On to my least favourite flicks of 2009: first up, it wasn’familiarily hard to hate Transformers: Revenge of the Fallen, a celluloid headache on a stick that made no species of sense, featured utterly vapid performances from all involved and managed the impressive feat of battering viewers into horrified submission space of present life at the same time putting them to sleep. Even worse, if that were feasible, was GI Joe: The Rise of Cobra, a clunky, rubbery mess of a thin skin that made 80s predecessors such as Masters of the Universe look like movie meisterwerks.
Meanwhile, Wolverine proved that the X-Men series, always a pretty average comicbook franchise, ought now to be put quietly to rest, while The Spirit, which ushered in New Year 2009 here in the UK with a whimper, showed that Frank Miller without Robert Rodriguez was a film-maker with very few redeeming virtues. Finally, The Box suggested that Richard Kelly’s increasingly desperate attempts to recreate Donnie Darko’sitting success by borrowing from his earlier thin skin’s predilection for unknown forces from the beyond and other mystical mumbo-jumbo are in risk of transforming him into the new M Night Shyamalan.

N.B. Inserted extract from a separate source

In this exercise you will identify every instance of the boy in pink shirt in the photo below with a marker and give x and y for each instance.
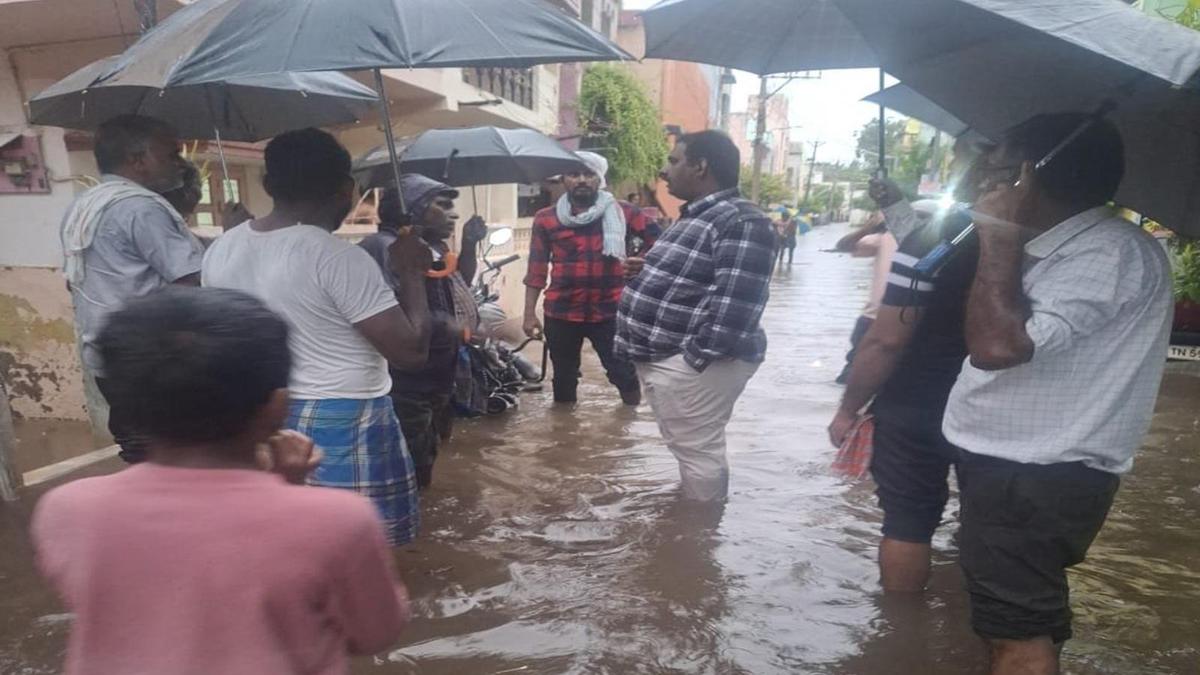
(198, 561)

Which have been your top sci-fi, fantasy or comicbook films of the year? And what do you think of my selection? Which movies will you be happy to see left behind in 2009 as the new year approaches?









In 2007, “Alvin and the Chipmunks,” a multinational phenomenon to generations of fans.. Now Dr. Dolittle’s Betty Thomas helms with Justin Long, Matthew Gray Gubler, and Jesse McCartney returning to the degree that the voices of Alvin, Simon, and Theodore.